Что же до отроческого и юношеского «резонёрства», то вспомним, что слово это от французского глагола raisonner — рассуждать; философствовать, умничать; обдумывать, — изначально никаких отрицательных значений не выражало, всё это потом «приклеилось». Сызмалу, вольно или невольно, он задумался о смысле жизни и сути бытия, словно был обязан разгадать эту неразрешимую тайну. Смолоду пытался выразить свои мысли. Вначале это, конечно, получалось с помощью чужих книжных слов, — но можно ли за это судить отрока или же не доверять его чистосердечности? Коли бы действительно вырос умничающим пустышкой или занудливым нравоучителем… однако кто больше его в зрелости сторонился скучных поучений и всякой позы.
А самая великая его тайна — поэтический дар. В юные годы почти незаметный, он вдруг разом проявился в молодости, словно за ночь вырос из какого-то таившегося до срока чудесного «зерна». И всё, что ни случилось в жизни, тут же ему пригодилось: и радости с печалями, счастливые мгновения и беды, очарования и разочарования, и непрестанные думы — всё преобразило вдохновенное воображение и отточило в поэтические формулы глубокий ум…
31 августа 1812 года генерал-майор Пётр Андреевич Боратынский написал прошение в Пажеский Его Императорского Величества корпус: «Желая доставить благородному юношеству воспитание и обучение сына покойного брата моего генерал-лейтенанта Абрама Андреевича Боратынского Евгению, определённому по высочайшему повелению в оный корпус в пажи, <…> прошу <…> о принятии упомянутого сына покойного брата моего в число пансионеров на собственное содержание, с получением от меня <…> по пяти сот рублей в год <…>».

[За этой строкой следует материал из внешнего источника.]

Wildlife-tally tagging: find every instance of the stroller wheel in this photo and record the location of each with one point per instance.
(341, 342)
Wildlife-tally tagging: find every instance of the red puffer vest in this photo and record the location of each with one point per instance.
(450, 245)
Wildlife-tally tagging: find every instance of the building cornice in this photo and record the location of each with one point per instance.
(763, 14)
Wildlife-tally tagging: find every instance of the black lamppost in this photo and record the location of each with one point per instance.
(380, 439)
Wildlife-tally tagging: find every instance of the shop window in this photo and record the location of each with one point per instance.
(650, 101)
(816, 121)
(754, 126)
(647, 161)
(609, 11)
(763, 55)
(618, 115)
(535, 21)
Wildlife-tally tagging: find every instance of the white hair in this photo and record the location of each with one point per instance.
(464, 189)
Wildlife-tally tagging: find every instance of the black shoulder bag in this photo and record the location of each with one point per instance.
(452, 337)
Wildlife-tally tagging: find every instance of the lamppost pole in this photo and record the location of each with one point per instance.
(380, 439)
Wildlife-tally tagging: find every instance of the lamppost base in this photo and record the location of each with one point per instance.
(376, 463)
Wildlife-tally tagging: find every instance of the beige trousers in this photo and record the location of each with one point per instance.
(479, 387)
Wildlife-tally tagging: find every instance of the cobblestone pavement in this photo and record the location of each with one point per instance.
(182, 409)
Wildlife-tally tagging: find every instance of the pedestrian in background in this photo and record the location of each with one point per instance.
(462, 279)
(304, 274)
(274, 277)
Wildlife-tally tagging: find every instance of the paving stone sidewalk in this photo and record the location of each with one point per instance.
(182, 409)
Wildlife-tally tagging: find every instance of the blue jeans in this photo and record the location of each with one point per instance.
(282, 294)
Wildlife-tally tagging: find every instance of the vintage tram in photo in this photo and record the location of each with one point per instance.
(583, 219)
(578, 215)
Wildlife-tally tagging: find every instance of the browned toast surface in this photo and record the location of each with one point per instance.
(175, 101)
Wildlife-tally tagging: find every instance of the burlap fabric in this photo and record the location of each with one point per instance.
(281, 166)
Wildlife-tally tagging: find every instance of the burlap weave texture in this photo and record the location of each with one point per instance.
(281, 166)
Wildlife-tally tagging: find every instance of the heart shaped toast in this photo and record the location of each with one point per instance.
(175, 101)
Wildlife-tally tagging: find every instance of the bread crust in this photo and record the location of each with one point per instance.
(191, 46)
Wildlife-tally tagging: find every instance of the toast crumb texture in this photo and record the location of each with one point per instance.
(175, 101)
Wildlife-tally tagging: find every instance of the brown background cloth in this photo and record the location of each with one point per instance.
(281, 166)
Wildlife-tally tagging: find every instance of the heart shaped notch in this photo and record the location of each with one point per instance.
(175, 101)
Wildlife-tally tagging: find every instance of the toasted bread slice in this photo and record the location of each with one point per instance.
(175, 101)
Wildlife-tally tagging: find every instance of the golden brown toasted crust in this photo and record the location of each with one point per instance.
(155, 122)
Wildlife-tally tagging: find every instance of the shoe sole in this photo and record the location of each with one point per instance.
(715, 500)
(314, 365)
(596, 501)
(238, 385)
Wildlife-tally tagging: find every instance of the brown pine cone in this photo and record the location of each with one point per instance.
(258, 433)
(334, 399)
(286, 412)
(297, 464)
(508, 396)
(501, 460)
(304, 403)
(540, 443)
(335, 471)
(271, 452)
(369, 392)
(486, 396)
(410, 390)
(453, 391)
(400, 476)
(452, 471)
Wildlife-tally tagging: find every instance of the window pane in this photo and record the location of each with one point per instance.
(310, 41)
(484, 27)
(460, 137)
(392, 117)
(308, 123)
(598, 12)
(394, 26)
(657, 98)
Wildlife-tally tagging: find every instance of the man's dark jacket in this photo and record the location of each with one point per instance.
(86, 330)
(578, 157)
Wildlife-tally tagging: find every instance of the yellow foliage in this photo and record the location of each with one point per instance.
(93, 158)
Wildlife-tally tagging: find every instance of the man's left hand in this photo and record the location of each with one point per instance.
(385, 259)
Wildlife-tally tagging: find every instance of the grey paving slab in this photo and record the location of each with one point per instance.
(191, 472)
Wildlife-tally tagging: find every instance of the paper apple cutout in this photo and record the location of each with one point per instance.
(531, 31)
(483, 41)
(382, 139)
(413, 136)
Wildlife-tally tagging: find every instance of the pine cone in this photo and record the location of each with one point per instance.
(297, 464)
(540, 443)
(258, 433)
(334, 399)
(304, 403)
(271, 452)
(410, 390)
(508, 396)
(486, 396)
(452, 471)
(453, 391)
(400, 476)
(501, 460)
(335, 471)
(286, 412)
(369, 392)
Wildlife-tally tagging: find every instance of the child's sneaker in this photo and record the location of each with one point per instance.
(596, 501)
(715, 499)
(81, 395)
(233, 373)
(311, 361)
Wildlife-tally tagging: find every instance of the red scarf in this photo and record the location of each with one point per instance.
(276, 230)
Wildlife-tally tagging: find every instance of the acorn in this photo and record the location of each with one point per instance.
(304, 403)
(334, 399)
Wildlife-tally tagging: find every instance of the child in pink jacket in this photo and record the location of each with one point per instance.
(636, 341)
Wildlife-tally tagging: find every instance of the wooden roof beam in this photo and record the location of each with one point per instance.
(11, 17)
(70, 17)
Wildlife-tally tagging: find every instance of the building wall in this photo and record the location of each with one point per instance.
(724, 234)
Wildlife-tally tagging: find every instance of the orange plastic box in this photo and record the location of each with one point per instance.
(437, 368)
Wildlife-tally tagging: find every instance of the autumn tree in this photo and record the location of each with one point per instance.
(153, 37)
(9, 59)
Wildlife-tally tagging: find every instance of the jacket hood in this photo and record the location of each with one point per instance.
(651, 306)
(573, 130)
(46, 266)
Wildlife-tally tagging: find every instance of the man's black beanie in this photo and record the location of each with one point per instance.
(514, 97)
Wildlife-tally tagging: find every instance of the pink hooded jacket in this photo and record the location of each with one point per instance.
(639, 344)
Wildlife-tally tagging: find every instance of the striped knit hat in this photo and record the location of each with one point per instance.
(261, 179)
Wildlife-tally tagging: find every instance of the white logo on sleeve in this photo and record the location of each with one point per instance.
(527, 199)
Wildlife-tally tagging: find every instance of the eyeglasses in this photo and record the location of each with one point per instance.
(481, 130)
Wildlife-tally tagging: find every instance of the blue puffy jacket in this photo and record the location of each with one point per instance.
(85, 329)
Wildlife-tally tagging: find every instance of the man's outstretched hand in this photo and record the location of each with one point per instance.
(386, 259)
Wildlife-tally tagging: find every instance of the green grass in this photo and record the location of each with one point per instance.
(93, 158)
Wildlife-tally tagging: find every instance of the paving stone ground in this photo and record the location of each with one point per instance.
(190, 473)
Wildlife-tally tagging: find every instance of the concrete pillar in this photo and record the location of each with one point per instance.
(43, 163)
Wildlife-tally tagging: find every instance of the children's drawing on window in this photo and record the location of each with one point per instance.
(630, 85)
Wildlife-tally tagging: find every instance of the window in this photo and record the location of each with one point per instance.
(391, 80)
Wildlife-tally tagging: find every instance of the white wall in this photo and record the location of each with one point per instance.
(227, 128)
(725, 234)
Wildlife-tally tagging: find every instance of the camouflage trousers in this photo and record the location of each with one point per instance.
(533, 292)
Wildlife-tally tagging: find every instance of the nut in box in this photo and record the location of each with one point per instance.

Конец августа — разгар Отечественной войны с наполеоновской ордой, вторгшейся на русскую землю: 26 августа наши войска бились на Бородинском поле. А днём позже в Пажеском корпусе состоялся досрочный выпуск: 38 пажей были произведены в офицеры и отправлены в действующую армию. Когда войско Наполеона покинуло сожжённую Москву, распустив слух, что собирается перезимовать в Смоленске, в Петербурге стало тревожно: не будет ли нападения? Но на самом деле французы с «двунадесятью народами» уже бежали. В Пажеский корпус, который чуть ли не хотели эвакуировать, стали набирать новичков.